What to Expect When You're Expecting
(A Game Jam)

"A game jam is a gathering of game developers for the purpose of planning, designing, and creating one or more games within a short span of time, usually ranging between 24 to 48 hours. Game developers are generally made up of programmers, game designers, artists, and others in game development-related fields."

So it's your first time participating in a game jam. How do you prepare? What do you bring? What do you need? What should you forget? Here's some pointers on what you should do in advance, and what to expect when you're there.

Bring Gear and Goodies

While this is largely dependent on the type of jam you're attending and where it's taking place, it's not a bad idea to bring your own gear with you. Typically this means a laptop, but if you don't have one see if you can bring your desktop rig to the event. As well as your computer, bring any other equipment you think you might need or might help others at the event. Anything from drawing tablets to VR gear, if it's something you think is worth sharing to try out, bring it!

Again depending on where the jam you're attending takes place and what sort of rules the location might have, bringing food/drinks isn't a bad idea either. Working on an empty stomach is a horrible experience, and usually a bit of caffeine doesn't hurt things either.

Open Your Mind

A game jam is meant to be a chance for you to do something new and exciting. Sometimes (in fact, most of the time) it means stepping outside your comfort zone, be it in terms of what it is you're actually working on, the tools you're using, or even the kind of team you're working with. And that's a good thing! The only way anyone ever learns anything is by trying something different, and a jam is a great way to do just that.

Get Ready to Fail

Fail might be the wrong word here, but it'll be the first one that comes to mind when it does happen. And it probably will. Chances are good no matter what you create over the course of the jam, there'll be a million things "wrong" with it. The mechanics are broken, the sprites aren't correct, the audio sounds terrible, etc. Any one of these things might seem like a failure at first, but that's completely the wrong way to look at it. The whole point of a jam is to learn something. So when you "fail" at something, all you've done is learn one way to not do something, and that usually leads to new thoughts that might (and probably will be) more successful!

Get Risky

Most game jammers set out to complete a working prototype of some type of game within about 48 hours. 48 hours is not much time at all, especially to make a game in. With that in mind, get experimental! It's a perfect chance to try out an idea that some might say is completely crazy, or that can't be done. With it only being a short amount of time to hammer something out, if it doesn't work then no big deal! It was a weekend, and you learned that hey, maybe it wasn't such a great idea after all. OR, maybe, just maybe, you come out of the weekend with a functioning, playable prototype that not only proves your idea wasn't that crazy, but in fact show's it was pretty fantastic! So don't be afraid to take risks, because at the end of it you'll still come out with something.

Livestream It

You'd be amazed how encouraging livestreaming your work process can be if you've never done it before. Instead of it being the distraction you might think it could be, it pushes you to work harder and smarter, AND it gets you a bit of an audience, which can be kinda nice. And with services like Twitch, viewers can jump into a chatroom with you and each other, and provide valuable feedback and encouragement as well. It's definitely not a requirement, and I'm not sure it's something you would want to do all the time, but at least try it if you haven't before, just to see how you like it.

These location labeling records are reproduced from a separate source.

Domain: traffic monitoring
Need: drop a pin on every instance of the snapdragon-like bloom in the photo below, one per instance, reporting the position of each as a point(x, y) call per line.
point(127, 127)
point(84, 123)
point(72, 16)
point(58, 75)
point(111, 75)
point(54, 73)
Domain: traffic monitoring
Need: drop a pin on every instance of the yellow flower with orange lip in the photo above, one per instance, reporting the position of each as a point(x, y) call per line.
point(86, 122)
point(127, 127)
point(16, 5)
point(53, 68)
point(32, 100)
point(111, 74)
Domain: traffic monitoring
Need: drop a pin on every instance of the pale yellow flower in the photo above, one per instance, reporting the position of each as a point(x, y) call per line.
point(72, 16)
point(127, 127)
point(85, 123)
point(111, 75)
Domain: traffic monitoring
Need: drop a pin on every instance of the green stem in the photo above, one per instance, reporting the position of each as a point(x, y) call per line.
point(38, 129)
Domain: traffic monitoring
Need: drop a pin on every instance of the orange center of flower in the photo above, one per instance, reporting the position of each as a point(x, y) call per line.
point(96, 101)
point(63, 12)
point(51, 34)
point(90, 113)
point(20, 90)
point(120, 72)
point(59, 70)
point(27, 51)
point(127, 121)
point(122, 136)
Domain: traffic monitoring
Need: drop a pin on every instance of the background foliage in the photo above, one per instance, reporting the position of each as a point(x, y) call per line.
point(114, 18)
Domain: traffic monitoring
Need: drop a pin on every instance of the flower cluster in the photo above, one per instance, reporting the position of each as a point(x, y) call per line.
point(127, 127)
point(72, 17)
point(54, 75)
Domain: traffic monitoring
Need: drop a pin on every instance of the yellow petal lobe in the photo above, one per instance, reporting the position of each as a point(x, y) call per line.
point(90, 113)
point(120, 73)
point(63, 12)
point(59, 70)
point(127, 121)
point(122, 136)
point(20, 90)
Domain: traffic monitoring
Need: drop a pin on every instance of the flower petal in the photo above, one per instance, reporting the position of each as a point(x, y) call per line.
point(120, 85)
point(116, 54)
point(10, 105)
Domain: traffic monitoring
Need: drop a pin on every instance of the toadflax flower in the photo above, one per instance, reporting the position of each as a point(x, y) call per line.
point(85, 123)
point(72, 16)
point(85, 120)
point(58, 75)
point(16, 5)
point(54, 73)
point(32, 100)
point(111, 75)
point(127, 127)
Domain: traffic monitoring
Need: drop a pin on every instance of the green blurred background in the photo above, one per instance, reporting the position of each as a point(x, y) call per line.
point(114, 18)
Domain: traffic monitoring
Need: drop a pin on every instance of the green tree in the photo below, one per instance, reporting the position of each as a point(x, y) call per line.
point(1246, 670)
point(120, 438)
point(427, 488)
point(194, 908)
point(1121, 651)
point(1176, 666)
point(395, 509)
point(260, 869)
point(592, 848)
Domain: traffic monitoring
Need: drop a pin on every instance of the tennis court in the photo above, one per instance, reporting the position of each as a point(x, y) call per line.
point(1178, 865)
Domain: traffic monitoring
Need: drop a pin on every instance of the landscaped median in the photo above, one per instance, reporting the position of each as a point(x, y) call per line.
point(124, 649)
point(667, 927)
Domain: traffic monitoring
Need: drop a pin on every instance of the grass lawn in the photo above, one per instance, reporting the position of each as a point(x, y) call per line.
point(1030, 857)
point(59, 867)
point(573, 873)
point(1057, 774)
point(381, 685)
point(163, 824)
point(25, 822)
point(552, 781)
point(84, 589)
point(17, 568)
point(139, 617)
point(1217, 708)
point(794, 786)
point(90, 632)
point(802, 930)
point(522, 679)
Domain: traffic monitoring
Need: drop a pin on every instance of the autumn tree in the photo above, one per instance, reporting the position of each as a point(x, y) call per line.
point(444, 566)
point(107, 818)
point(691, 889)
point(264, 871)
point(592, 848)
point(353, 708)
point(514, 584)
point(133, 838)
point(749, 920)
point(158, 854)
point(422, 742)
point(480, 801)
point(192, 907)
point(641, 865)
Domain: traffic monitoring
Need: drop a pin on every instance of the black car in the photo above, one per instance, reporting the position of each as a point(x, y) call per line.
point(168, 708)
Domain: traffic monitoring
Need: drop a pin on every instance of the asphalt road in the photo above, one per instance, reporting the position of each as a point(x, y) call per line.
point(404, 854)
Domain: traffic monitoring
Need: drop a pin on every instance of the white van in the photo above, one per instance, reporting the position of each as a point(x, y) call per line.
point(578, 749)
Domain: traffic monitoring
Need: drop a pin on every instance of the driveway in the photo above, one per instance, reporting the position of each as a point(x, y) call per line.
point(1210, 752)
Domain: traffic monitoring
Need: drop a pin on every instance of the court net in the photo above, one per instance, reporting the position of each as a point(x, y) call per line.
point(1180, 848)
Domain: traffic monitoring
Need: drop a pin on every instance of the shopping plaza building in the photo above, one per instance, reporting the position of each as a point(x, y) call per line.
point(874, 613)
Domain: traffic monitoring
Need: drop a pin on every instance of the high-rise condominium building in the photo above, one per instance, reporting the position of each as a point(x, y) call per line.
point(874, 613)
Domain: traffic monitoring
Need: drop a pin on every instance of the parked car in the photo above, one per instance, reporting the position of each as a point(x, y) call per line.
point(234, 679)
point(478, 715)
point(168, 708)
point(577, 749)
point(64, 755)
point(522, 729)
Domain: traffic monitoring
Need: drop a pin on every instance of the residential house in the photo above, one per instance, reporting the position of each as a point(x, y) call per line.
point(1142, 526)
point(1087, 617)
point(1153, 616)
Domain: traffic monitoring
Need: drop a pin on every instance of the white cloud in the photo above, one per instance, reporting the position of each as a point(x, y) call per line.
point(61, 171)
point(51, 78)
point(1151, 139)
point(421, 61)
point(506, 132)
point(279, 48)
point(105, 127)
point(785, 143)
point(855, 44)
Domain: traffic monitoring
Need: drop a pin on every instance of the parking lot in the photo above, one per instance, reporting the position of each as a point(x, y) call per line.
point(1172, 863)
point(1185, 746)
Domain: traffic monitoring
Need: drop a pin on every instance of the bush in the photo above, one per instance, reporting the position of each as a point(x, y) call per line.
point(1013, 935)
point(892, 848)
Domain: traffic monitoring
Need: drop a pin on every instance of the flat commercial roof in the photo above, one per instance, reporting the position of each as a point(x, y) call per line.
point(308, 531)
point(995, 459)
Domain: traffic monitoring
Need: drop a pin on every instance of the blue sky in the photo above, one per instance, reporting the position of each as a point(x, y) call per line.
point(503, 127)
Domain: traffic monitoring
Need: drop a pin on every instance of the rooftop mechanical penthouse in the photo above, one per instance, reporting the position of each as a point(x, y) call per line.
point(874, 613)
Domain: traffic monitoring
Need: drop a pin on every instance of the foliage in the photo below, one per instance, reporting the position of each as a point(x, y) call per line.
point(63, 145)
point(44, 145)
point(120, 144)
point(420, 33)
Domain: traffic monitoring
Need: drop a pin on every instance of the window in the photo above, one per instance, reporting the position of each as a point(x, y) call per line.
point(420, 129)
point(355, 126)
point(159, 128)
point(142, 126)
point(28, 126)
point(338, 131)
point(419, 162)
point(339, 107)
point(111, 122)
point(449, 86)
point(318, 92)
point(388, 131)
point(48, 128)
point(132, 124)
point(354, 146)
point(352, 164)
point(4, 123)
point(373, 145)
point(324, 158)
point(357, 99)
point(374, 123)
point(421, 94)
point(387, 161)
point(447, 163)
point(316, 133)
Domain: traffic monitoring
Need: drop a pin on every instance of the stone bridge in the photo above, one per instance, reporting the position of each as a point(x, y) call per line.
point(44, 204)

Some people say that jams should be spent filling your body with as much caffeine as possible, because sleep is for wimps. That's dumb. Nobody should ever do that. Yes, a weekend is not a lot of time to make something. But trying to push out a finished, decent game by the end of a weekend without getting any rest is even more difficult. I'm not saying you should sleep 12 hours a night (though, if that's your thing, awesome!), but pulling all-nighters usually just leads to headaches, body aches, achey aches, and a bad end result.

I'd make another blurb for hygiene as well, but that should be pretty common sense. I hope.

Have Fun!

Seriously, the best part about participating in a game jam is it's a good time. Hang with old friends, make new ones, and just work together to make something awesome and have a good time doing it.